As video communications infrastructures and telemedicine technology constantly improve, the opportunities to expand telemedicine into new fields are multiplying rapidly. One such area, mobile health (mHealth), refers to the application of telemedicine technologies in areas beyond the four walls of a hospital or clinic—in other words, medicine on-the-go. For instance, EMS telemedicine (Emergency Medical Services) integrates telemedicine into ambulances so that paramedics can contact a specialist at the hospital for an initial assessment, diagnosis, and treatment plan—even before arriving at the emergency department (ED). This capability offers the potential to save crucial minutes for patients like stroke victims, for whom the drug of choice—tissue plasminogen activator (tPA)—must be administered within a certain time frame to be effective and life-saving. Indeed, a recent meta-analysis of over 6,600 patients treated with tPA found a strong correlation between EMS telemedicine availability in the ambulance and decreased times from symptom onset to treatment. However, the technology can only be useful if the operator can wield it effectively; how do paramedics value and use mHealth?
A 2017 survey, published in the Journal of Emergency Medical Services, questioned 100 paramedics about the use of EMS telemedicine as well as any concerns with audio, video, and equipment functionalities. The results revealed that less than half of the respondents were even aware that EMS telemedicine had already been implemented in some regions. When asked whether they felt that mHealth in ambulances could improve pre-hospital diagnosis, destination decisions, and patient satisfaction, the vast majority of subjects either agreed with these statements or were neutral.
When it came to the hardware aspect of EMS telemedicine, however, paramedics were less enthusiastic. Their uneasiness centered on technology and care delivery; nearly two-thirds of the respondents worried about connection issues, background noise, and interference with normal care. Factors relating to the physical equipment used in mHealth were less problematic; one-third of the paramedics reported concerns over loss, damage, and ease of use during patient transport.

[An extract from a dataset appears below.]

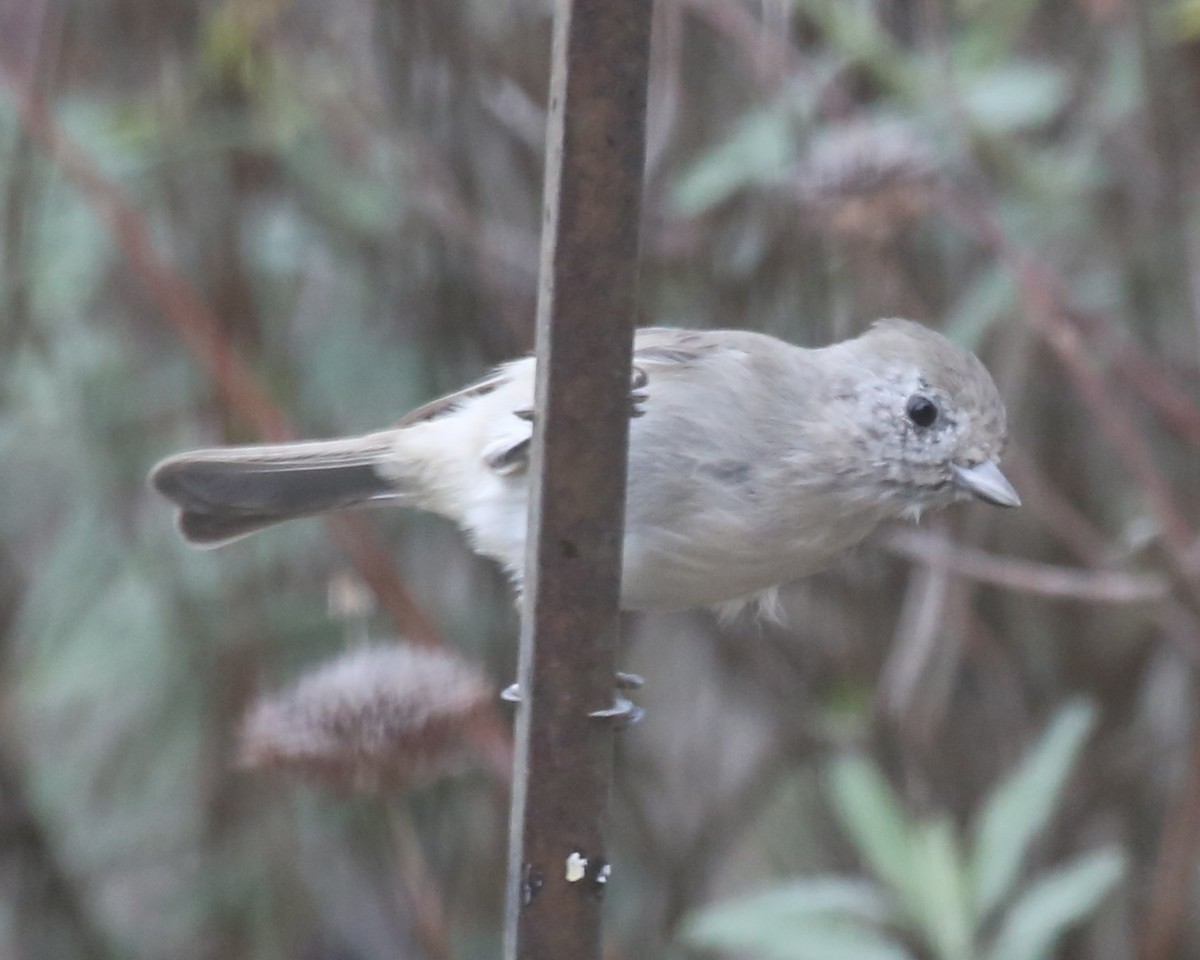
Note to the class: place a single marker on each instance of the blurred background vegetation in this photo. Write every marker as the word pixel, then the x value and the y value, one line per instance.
pixel 973 739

When presented with different scenarios, the survey respondents were asked whether they believe EMS telemedicine would be most beneficial. Half of the paramedics felt strongly that mHealth would be beneficial for unclear acute stroke diagnoses or ST-segment elevation myocardial infarction (STEMI); for other situations that merited a more clear diagnosis without the aid of mHealth, only one-third of the paramedics believed that the technology could prove useful.
All of these findings indicate that in general, paramedics are interested in EMS telemedicine for time-sensitive conditions such as trauma, stroke, and STEMI. The ability to diagnose a patient en route to the hospital offers the option of redirecting the patient to another, more appropriate facility for his/her particular needs, such as a comprehensive stroke center. In addition, paramedics seem to appreciate the availability of a second opinion that can reduce the time to treatment, improve information forwarded to the hospital, and determine the best hospital for that patient.